Quand elle a dû quitter l’Algérie, Mama Baya, la grand-mère – qui s’y entendait pour faire vibrer ses auditeurs – a dû se délester de tout ce qu’elle possédait mais pas du précieux chandelier à neuf branches qui aurait, paraît-il, appartenu à la Kahina, la reine berbère qui a combattu les arabes au VIIe siècle. Elle l’emportait partout où elle se rendait.

« C’était un vieux chandelier à neuf branches de facture assez classique, un vieux chandelier comme on en voit dans toutes les familles juives, un de ces objets sans âge, transmis de père en fils, de mère en fille, et qui pouvait tout aussi bien provenir de fouilles archéologiques et donc de la plus haute antiquité que de la sombre échoppe d’un artisan juif de Constantine. »

C’est ce chandelier, témoin silencieux, que l’on allume à chaque fête de Hanoukkah, la fête des lumières juive, quand toutes les générations se réunissent autour de la table. La première bougie ne peut briller sans que ne soit évoqué la mémoire de Mama Baya. Elle a beau de ne plus être de ce monde, sa présence n’en demeure pas moins perceptible. Aujourd’hui, ce sont ses filles et les autres femmes de la famille qui ont pris le relais. Le rituel veut qu’elles allument, l’une après l’autre, chacune des huit bougies restantes. À chaque célébration, à chaque dîner des lumières, elles racontent à tous, surtout aux plus jeunes, et donc à Samuel, qui y est très attentif, les nombreux épisodes d’une saga familiale où il a toute sa place et avec laquelle il va bientôt se sentir, lui qui se considère parfois comme un « demi-juif honteux », encore plus en prise en s’embarquant, seul, pour Constantine.

« Un homme au seuil de ses quarante ans se tient debout devant la porte d’un immeuble, sur l’ex-place Saint-Augustin.

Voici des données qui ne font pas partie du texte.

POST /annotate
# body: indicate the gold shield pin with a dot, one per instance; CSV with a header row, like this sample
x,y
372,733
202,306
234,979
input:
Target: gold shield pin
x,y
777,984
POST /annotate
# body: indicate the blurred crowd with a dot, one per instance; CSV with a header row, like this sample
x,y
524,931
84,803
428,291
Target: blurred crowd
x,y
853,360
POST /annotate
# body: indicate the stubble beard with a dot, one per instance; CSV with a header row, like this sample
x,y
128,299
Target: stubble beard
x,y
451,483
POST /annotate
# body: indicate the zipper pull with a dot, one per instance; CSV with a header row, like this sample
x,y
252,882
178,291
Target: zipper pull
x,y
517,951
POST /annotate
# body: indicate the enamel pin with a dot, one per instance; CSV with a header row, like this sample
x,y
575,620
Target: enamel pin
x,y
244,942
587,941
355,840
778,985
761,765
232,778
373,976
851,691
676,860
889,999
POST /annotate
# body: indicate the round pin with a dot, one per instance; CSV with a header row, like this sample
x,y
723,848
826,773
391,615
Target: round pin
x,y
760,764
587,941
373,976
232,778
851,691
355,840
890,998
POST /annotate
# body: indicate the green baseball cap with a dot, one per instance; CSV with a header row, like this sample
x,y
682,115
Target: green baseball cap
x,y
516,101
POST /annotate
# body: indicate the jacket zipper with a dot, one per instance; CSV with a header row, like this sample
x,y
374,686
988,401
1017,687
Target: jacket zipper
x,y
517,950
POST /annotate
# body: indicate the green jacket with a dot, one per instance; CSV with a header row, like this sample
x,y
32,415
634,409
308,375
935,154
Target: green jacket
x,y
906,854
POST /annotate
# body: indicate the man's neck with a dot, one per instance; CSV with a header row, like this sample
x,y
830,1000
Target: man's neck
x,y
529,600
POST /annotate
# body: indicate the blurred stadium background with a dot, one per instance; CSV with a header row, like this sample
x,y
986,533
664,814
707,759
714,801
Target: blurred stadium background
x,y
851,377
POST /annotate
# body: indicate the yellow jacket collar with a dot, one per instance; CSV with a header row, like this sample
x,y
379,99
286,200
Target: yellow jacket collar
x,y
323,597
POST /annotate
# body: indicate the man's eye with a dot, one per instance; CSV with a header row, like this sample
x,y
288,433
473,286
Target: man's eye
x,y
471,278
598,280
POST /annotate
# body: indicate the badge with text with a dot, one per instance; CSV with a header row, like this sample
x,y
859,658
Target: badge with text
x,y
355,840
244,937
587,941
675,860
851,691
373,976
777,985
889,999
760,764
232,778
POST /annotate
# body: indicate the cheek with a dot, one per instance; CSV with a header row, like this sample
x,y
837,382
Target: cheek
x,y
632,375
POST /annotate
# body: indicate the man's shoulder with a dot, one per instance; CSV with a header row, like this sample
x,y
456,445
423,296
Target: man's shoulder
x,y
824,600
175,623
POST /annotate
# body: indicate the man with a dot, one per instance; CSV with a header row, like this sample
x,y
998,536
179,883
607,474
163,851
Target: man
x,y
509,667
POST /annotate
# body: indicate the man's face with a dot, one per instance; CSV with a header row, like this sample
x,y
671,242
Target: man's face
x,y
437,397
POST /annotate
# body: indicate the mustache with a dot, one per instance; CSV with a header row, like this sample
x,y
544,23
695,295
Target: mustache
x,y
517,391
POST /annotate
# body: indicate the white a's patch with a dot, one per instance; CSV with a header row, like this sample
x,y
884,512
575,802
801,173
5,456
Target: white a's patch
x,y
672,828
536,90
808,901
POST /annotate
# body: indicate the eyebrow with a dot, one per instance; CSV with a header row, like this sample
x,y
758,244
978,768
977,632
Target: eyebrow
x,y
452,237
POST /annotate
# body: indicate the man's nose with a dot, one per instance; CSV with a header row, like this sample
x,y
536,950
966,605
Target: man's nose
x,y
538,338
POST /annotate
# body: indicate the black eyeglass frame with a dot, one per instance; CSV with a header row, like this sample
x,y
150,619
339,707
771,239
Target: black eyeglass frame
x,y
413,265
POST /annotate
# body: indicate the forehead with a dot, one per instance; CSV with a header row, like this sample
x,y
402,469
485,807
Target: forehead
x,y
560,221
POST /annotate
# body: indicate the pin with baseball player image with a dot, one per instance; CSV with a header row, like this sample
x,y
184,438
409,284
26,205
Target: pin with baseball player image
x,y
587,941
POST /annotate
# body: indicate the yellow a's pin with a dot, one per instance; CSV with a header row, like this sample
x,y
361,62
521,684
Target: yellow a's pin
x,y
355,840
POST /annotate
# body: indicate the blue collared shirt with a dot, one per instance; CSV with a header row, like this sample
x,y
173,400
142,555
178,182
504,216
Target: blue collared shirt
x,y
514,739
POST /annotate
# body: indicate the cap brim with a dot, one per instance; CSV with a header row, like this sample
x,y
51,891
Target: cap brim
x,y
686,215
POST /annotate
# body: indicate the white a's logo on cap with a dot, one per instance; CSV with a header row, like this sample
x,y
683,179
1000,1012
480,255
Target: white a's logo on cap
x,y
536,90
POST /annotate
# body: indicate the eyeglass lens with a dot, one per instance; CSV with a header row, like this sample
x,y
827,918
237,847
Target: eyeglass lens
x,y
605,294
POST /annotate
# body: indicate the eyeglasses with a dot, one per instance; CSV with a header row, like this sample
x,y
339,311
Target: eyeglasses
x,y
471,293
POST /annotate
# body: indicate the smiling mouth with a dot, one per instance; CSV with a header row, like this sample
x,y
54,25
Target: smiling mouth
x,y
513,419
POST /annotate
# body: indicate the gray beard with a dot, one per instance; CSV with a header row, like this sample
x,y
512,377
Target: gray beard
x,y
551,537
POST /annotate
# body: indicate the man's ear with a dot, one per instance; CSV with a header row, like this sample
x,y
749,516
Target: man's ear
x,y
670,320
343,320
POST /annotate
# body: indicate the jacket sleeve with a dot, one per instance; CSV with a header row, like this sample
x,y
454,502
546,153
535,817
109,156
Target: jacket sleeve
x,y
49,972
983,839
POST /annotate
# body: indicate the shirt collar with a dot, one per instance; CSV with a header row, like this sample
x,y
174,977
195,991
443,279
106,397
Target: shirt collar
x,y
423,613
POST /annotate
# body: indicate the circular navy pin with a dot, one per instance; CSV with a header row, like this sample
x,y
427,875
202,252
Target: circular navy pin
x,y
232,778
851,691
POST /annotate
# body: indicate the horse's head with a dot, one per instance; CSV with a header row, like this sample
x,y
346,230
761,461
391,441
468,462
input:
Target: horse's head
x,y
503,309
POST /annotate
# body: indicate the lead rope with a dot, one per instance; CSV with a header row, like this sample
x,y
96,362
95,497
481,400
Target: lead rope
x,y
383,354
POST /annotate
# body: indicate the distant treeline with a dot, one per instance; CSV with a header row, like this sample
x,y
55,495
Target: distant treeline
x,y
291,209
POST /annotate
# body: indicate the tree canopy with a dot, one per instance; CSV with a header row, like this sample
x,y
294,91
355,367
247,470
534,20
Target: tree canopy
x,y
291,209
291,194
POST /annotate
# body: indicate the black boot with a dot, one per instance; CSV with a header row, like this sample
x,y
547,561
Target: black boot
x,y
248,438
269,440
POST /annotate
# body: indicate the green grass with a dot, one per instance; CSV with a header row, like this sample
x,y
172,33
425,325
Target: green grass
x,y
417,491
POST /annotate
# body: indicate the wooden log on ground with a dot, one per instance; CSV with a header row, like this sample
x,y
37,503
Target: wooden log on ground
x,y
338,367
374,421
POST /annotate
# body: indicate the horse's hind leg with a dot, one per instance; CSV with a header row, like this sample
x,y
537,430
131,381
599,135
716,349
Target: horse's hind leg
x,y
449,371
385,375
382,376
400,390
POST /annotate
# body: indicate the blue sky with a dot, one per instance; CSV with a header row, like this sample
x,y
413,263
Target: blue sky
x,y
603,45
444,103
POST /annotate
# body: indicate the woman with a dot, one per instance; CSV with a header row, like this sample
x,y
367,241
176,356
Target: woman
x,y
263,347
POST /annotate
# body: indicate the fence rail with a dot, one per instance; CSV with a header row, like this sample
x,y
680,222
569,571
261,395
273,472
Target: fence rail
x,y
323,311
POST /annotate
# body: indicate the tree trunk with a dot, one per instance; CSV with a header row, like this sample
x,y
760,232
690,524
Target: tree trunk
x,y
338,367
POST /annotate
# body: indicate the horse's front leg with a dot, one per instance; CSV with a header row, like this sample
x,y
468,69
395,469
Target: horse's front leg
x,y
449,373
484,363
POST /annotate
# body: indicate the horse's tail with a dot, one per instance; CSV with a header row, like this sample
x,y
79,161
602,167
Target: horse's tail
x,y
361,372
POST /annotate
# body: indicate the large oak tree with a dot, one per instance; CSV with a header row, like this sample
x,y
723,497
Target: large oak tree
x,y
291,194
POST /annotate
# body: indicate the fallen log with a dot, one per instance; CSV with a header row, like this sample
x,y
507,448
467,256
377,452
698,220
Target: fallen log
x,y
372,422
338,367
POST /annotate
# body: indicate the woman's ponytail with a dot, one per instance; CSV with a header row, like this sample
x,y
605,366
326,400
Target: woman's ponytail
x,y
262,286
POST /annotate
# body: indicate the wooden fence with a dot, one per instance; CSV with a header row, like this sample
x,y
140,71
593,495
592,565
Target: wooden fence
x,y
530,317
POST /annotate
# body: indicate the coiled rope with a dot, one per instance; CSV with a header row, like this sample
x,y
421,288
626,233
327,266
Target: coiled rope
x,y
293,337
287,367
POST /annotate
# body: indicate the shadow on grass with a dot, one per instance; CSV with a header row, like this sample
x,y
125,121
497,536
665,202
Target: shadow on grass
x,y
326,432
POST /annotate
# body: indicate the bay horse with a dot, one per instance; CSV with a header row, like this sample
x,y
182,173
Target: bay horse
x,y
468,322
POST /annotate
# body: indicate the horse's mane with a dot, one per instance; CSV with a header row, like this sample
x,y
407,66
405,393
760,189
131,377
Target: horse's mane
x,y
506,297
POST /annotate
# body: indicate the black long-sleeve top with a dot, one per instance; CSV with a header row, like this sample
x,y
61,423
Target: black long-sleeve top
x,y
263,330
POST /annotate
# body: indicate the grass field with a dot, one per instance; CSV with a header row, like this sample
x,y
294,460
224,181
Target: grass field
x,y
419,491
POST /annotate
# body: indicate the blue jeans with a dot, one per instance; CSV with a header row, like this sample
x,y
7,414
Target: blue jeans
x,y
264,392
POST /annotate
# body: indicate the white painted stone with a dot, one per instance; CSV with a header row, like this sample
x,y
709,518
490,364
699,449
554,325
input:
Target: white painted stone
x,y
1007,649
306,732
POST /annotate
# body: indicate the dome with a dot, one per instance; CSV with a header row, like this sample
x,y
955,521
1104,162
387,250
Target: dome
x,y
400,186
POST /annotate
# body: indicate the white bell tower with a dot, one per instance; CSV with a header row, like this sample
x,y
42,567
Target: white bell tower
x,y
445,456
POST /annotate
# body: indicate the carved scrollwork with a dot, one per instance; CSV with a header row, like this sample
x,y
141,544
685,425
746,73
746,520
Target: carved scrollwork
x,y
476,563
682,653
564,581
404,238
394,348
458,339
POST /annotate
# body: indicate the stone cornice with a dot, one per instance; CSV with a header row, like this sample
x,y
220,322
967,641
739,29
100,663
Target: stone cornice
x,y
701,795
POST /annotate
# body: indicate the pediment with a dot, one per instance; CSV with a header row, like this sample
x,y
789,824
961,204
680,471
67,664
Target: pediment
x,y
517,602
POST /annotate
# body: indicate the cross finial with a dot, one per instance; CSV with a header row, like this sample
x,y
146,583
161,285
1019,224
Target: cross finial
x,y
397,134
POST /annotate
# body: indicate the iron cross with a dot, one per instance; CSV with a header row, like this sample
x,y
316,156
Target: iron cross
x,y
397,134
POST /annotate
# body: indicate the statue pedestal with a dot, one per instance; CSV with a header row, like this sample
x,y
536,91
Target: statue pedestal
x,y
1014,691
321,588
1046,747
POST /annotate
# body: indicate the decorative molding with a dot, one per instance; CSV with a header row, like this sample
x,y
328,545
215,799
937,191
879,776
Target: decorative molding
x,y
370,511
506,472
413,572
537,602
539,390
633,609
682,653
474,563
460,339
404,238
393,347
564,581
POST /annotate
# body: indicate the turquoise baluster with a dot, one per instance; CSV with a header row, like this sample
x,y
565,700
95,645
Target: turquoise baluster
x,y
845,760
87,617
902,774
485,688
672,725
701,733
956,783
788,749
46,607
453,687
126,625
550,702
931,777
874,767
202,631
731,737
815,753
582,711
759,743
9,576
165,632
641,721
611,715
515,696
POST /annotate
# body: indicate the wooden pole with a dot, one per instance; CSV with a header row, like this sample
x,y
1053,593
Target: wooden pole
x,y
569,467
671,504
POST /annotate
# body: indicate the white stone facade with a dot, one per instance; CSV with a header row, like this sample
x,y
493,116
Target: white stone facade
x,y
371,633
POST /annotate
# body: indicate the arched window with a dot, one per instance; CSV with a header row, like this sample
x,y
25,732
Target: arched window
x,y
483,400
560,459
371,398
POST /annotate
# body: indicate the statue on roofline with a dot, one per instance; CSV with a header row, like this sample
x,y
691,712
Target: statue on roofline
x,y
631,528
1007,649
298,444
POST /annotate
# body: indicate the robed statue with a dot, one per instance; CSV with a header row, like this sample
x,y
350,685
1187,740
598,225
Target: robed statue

L’’immeuble ne fait plus face à l’église du même nom mais à la mosquée Abdelhamid Ben Badis dont les hauts minarets blancs, octogonaux, dépassent les palmiers. On a repeint la façade de l’immeuble en vert, un vert censé symboliser l’islam, mais qui rappelle davantage, avec ses grands pans aux tons pastel rythmés par le blanc des colonnes, des pilastres et des frontons, le palais d’Hiver à Saint-Pétersbourg. »

Celui qui déambule sur les traces de ses ancêtres ajoute sa découverte des lieux, des ponts, des rues, du labyrinthe de l’ancien ghetto, aux propos colorées de ses tantes, ces Méditerranéennes qui n’ont pas leur langue dans leur poche et qui n’ont jamais cessé de lui répéter, avec une verve et un naturel déconcertants, qu’il vient de loin, de bien plus loin que sa naissance et que certaines facettes de sa personnalité ne peuvent se comprendre sans un exigeant – et bénéfique – retour en arrière.

Avec Les Méditerranéennes, Emmanuel Ruben ouvre grand les pages de son histoire familiale. Chez lui, rires et larmes s’entremêlent. Derrière les voix chaleureuses se cachent des drames : tous ont en eux une blessure secrète ou visible, liée à la guerre et à l’exil. Il redonne vie aux nombreux personnages qu’il a appris à connaître en écoutant parler ceux et celles qui les ont connus. Son écriture ample, vibrante et dynamique procure souffle et énergie à un récit polyphonique en perpétuel mouvement. Il l’a conçu en assemblant toutes les pièces d’une mémoire collective recueillie avec patience .


Emmanuel Ruben, Les Méditerranéennes, Éditions Stock.